Details
-
Bug
-
Status: Resolved
-
Major
-
Resolution: Fixed
-
None
-
None
-
None
-
None
Description
When trying to insert hive data of type of MAP<string, array<int>> into Parquet, it throws the following error
Caused by: parquet.io.ParquetEncodingException: This should be an ArrayWritable or MapWritable: org.apache.hadoop.hive.ql.io.parquet.writable.BinaryWritable@c644ef1c
at org.apache.hadoop.hive.ql.io.parquet.write.DataWritableWriter.writeData(DataWritableWriter.java:86)

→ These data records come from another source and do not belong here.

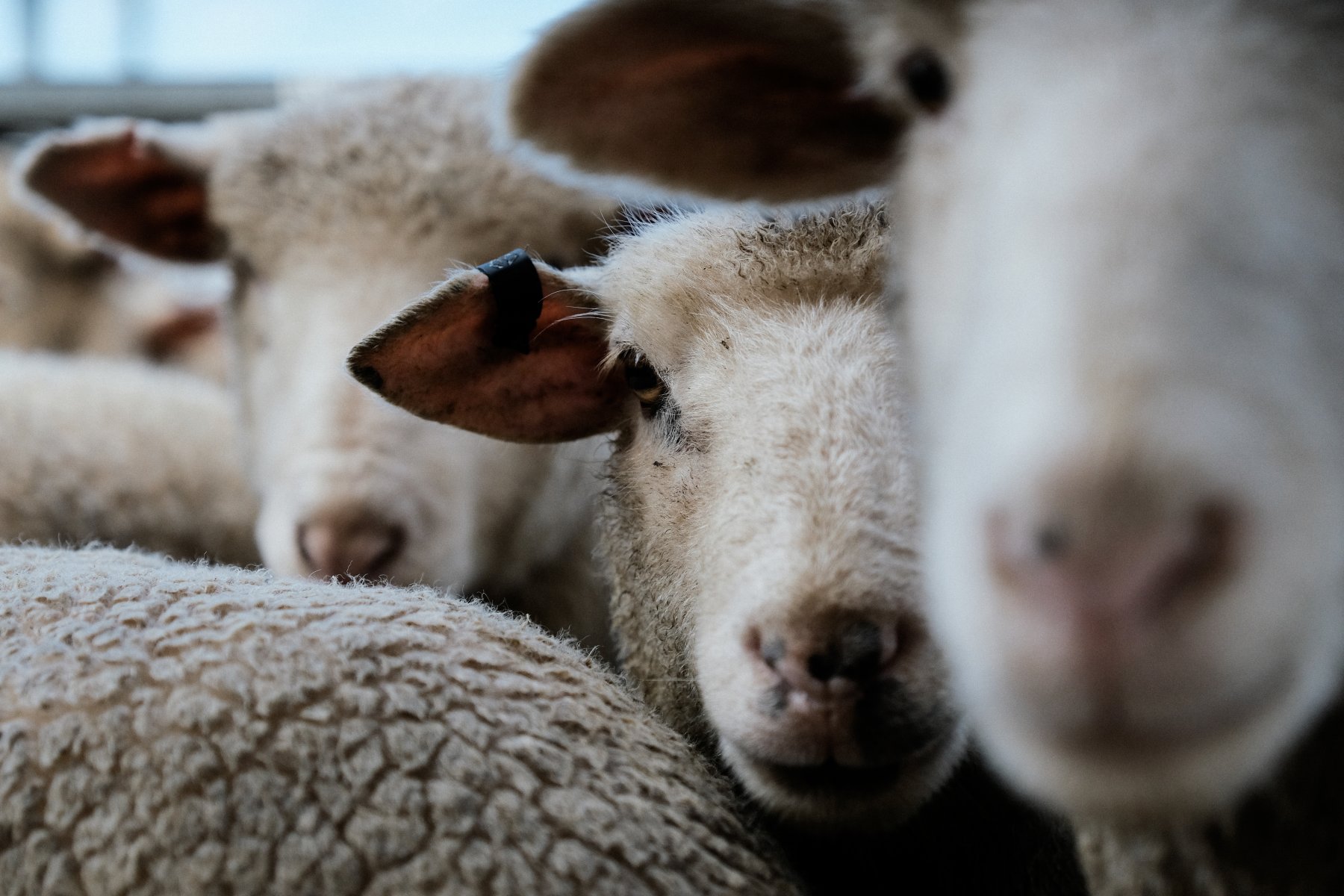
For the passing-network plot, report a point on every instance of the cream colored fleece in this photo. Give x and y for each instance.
(172, 729)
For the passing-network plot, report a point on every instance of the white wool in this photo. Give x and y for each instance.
(176, 729)
(124, 453)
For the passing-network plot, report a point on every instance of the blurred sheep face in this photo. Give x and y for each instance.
(1121, 235)
(1128, 324)
(335, 213)
(759, 511)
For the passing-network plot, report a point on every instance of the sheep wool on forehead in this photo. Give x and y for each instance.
(411, 160)
(175, 729)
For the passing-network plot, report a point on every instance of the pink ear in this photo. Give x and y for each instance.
(131, 191)
(445, 359)
(738, 99)
(178, 328)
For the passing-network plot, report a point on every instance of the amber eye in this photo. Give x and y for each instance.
(644, 382)
(927, 78)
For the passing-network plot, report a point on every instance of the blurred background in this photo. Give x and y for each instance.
(176, 60)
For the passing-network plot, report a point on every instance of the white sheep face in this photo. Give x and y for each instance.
(1120, 230)
(759, 512)
(1127, 320)
(334, 213)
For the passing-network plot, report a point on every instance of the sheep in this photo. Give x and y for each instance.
(1120, 233)
(757, 523)
(124, 453)
(174, 729)
(1281, 840)
(60, 294)
(332, 210)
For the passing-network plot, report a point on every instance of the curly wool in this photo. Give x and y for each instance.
(119, 452)
(181, 729)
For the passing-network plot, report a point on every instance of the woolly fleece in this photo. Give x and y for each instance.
(181, 729)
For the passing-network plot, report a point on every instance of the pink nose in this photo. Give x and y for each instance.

Problem is reproducible with following steps:
Relevant test data is attached.
1.
CREATE TABLE test_hive (
node string,
stime string,
stimeutc string,
swver string,
moid MAP <string,string>,
pdfs MAP <string,array<int>>,
utcdate string,
motype string)
ROW FORMAT DELIMITED
FIELDS TERMINATED BY '|'
COLLECTION ITEMS TERMINATED BY ','
MAP KEYS TERMINATED BY '=';
2.
LOAD DATA LOCAL INPATH '/root/38388/test.dat' INTO TABLE test_hive;
3.
CREATE TABLE test_parquet(
pdfs MAP <string,array<int>>
)
STORED AS PARQUET ;
4.
INSERT INTO TABLE test_parquet SELECT pdfs FROM test_hive;